From: Richard Biener <rguenther@suse.de>
Date: Wed, 27 Apr 2022 12:06:12 +0000 (+0200)
Subject: tree-optimization/105219 - bogus max iters for vectorized epilogue
X-Git-Tag: basepoints/gcc-13~16
X-Git-Url: http://git.ipfire.org/cgi-bin/gitweb.cgi?a=commitdiff_plain;h=f27848a5dc4d3b16cd4112bddcb59e0916eba623;p=thirdparty%2Fgcc.git

tree-optimization/105219 - bogus max iters for vectorized epilogue

The following makes sure to take into account prologue peeling
when trying to narrow down the maximum number of iterations
computed for the vectorized epilogue.  A similar issue exists when
peeling for gaps.

2022-04-27  Richard Biener  <rguenther@suse.de>

	PR tree-optimization/105219
	* tree-vect-loop.cc (vect_transform_loop): Disable
	special code narrowing the vectorized epilogue max
	iterations when peeling for alignment or gaps was in effect.
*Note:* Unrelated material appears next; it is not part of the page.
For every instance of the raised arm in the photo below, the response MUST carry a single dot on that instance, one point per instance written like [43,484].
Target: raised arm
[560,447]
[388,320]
	* gcc.dg/vect/pr105219.c: New testcase.
---

diff --git a/gcc/testsuite/gcc.dg/vect/pr105219.c b/gcc/testsuite/gcc.dg/vect/pr105219.c
new file mode 100644
index 000000000000..0cb7ae2f4d6d
--- /dev/null
+++ b/gcc/testsuite/gcc.dg/vect/pr105219.c
@@ -0,0 +1,29 @@
+/* { dg-do run } */
+/* { dg-additional-options "-O3" } */
+/* { dg-additional-options "-mtune=intel" { target x86_64-*-* i?86-*-* } } */
+
+#include "tree-vect.h"
+
+int data[128];
+
+void __attribute((noipa))
+foo (int *data, int n)
+{
+  for (int i = 0; i < n; ++i)
+    data[i] = i;
+}
+
+int main()
+{
+  check_vect ();
+  for (int start = 0; start < 16; ++start)
+    for (int n = 1; n < 3*16; ++n)
+      {
+        __builtin_memset (data, 0, sizeof (data));
+        foo (&data[start], n);
+        for (int j = 0; j < n; ++j)
+          if (data[start + j] != j)
+            __builtin_abort ();
+      }
+  return 0;
+}
diff --git a/gcc/tree-vect-loop.cc b/gcc/tree-vect-loop.cc
index d7bc34636bd5..f53a634a390c 100644
--- a/gcc/tree-vect-loop.cc
+++ b/gcc/tree-vect-loop.cc
@@ -9977,7 +9977,11 @@ vect_transform_loop (loop_vec_info loop_vinfo, gimple *loop_vectorized_call)
 			    lowest_vf) - 1
 	   : wi::udiv_floor (loop->nb_iterations_upper_bound + bias_for_lowest,
 			     lowest_vf) - 1);
-      if (main_vinfo)
+      if (main_vinfo
+	  /* Both peeling for alignment and peeling for gaps can end up
+	     with the scalar epilogue running for more than VF-1 iterations.  */
+	  && !main_vinfo->peeling_for_alignment
+	  && !main_vinfo->peeling_for_gaps)
 	{
 	  unsigned int bound;
 	  poly_uint64 main_iters